Descended from a family of soldiers

Descended from . . .

Descended from a family of soldiers, and the son of a soldier attached to successive barracks (Avignon, Strasbourg), Louis Martin was born at Bordeaux on August 22, 1823. He was acquainted with the life of army camps and was raised in the atmosphere of the Napoleonic legend, though his father joined the royalist armies during the Hundred Days. Captain under the Restoration, the future grandfather of Thérèse took up residence at Alençon in 1830.

Orderly, methodical, of a solitary and meditative temperament, his son Louis learned the watchmaking trade, which requires much patience and precision. At the age of 22 he dreamed of a much more solitary life and presented himself as a candidate at the monastery of the great St. Bernard. He was refused because he did not have any knowledge of Latin. After a sojourn in Paris, he settled down as a watchmaker at Alenςon and lived with his parents on rue du Pont-Neuf. For the next eight years he led a quasi-monastic life that was filled with travel, prayer, reading, fishing — his favorite pastime — and frequenting the company of his friends in the Catholic Club.

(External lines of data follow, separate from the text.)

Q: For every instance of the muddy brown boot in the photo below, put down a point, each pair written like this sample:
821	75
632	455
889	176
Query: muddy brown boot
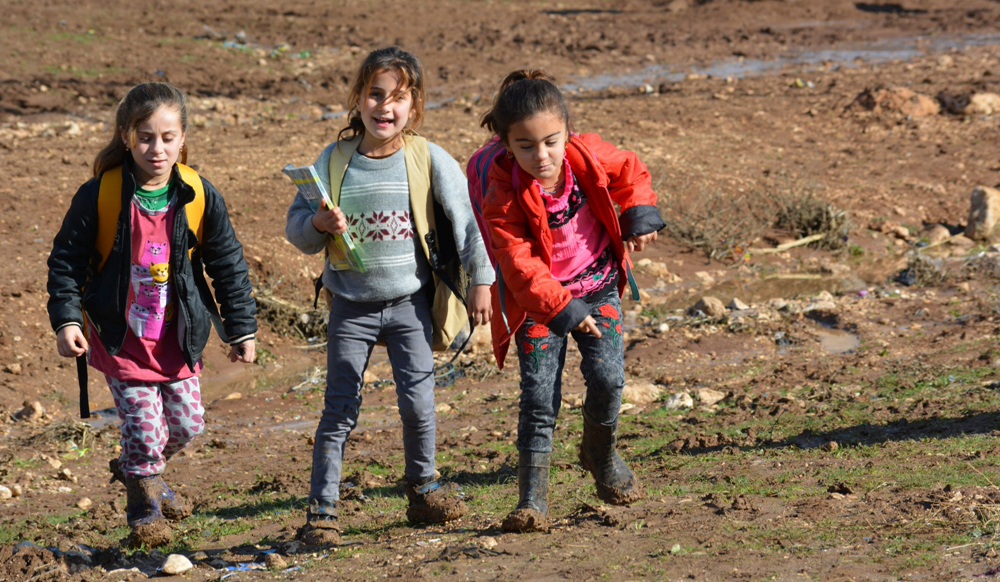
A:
322	526
430	502
145	517
616	483
173	505
532	511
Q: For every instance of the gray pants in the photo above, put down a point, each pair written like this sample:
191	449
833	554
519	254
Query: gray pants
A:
404	325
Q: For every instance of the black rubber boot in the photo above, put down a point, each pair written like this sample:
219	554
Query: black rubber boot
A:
174	506
431	502
531	513
144	514
616	483
322	524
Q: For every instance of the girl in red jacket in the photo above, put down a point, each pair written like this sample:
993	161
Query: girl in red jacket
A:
561	249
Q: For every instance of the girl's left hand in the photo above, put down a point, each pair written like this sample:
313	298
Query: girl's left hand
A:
480	306
243	352
639	241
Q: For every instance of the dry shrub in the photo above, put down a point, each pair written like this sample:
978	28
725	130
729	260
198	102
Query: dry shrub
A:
805	215
723	225
720	225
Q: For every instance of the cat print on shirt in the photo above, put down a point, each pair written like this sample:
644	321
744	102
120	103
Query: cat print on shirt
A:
152	307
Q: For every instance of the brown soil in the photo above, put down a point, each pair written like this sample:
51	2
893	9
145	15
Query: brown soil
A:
268	84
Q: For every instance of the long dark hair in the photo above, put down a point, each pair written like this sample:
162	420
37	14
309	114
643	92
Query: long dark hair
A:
138	105
522	94
380	60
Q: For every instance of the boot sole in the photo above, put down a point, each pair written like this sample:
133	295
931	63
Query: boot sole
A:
630	493
151	535
524	520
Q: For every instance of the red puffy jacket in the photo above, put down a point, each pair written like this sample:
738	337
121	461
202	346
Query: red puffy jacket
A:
521	238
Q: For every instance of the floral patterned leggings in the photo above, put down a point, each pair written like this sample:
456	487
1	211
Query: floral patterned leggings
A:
158	420
542	355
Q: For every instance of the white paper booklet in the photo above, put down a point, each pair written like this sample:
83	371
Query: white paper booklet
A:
341	251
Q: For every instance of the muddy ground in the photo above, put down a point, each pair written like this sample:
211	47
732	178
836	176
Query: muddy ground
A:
854	438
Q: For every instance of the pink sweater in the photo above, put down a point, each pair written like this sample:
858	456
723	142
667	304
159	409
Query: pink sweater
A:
578	240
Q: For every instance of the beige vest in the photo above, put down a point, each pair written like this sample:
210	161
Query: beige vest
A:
448	310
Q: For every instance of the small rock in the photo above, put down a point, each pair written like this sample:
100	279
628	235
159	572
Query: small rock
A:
983	103
736	305
52	461
710	306
572	400
937	234
821	306
176	564
901	232
641	393
961	241
824	295
273	560
708	397
705	279
66	475
677	401
32	411
984	213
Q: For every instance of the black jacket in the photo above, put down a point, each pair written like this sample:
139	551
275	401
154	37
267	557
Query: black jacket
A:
75	286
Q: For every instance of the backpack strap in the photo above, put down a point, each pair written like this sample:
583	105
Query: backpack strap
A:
109	207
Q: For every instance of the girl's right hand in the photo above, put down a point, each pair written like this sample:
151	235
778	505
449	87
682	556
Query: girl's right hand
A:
331	220
71	342
589	325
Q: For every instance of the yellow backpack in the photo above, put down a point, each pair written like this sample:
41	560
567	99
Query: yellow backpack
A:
434	230
109	207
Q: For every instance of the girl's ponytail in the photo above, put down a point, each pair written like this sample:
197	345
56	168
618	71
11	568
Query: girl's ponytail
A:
522	94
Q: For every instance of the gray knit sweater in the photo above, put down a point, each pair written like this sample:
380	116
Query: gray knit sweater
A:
375	198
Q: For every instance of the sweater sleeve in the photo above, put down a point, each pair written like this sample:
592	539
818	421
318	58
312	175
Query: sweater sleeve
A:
299	229
452	192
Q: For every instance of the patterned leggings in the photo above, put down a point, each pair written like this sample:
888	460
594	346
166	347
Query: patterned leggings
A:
158	420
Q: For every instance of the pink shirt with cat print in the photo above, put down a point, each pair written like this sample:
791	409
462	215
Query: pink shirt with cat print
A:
151	350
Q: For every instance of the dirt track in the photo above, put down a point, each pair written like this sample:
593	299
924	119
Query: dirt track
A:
749	489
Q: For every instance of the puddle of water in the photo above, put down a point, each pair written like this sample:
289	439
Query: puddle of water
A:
873	52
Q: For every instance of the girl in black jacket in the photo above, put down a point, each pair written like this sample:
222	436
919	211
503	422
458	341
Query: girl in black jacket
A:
126	283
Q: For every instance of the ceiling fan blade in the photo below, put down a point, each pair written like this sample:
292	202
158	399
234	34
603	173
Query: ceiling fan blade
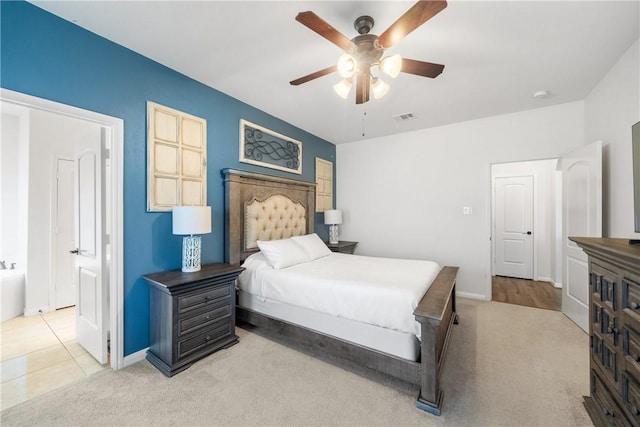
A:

Alenςon, the chief town of Orne, had a population of 13,600 inhabitants at this time. It was a quiet little town, perfectly suitable for this quiet man. It owed its fame solely to the art of its lacemakers, who export the famous “Point d’Alenςon” to all parts of France and especially to Paris.

Zélie Guérin was born into a family of peasant background on December 23, 1831. She, too, was brought up in a military atmosphere as her father was present at Wagram and terminated his career in the gendarmes. He retired in 1844 to Alençon, 36 rue Sanit-Blaise, opposite the Prefecture.

Reared by this overbearing father and by a mother who showed her little affection, Zélie one day wrote her brother: “My childhood and youth were as dismal as a winding sheet; although my mother spoiled you, she was very good, she did not know how to take me, and I suffered very much interiorly” (family correspondence, November 7, 1865). She expressed her love for this brother Isidore, who was studying to be a pharmacist, and for her sis Elise, her confidante, who entered the Visitation convent at Le Mans under the name Sister Marie-Dosithée. She carried on a correspondence with them right up until her death, a correspondence that revealed her restless and often melancholic temperament, but her lively character too, her eagerness for work, her faith under every trial, her good sense, and even her humor.

She dreamed of the religious life just as Louis Martin did, and like him, she was categorically refused when she sought permission to join the Sisters of the Hôtel Dieu at Alençon. Then she took up the manufacture of the “Point d’Alençon,” opening an “office” of her own with her sister’s help. A clever worker, she was to be supremely successful.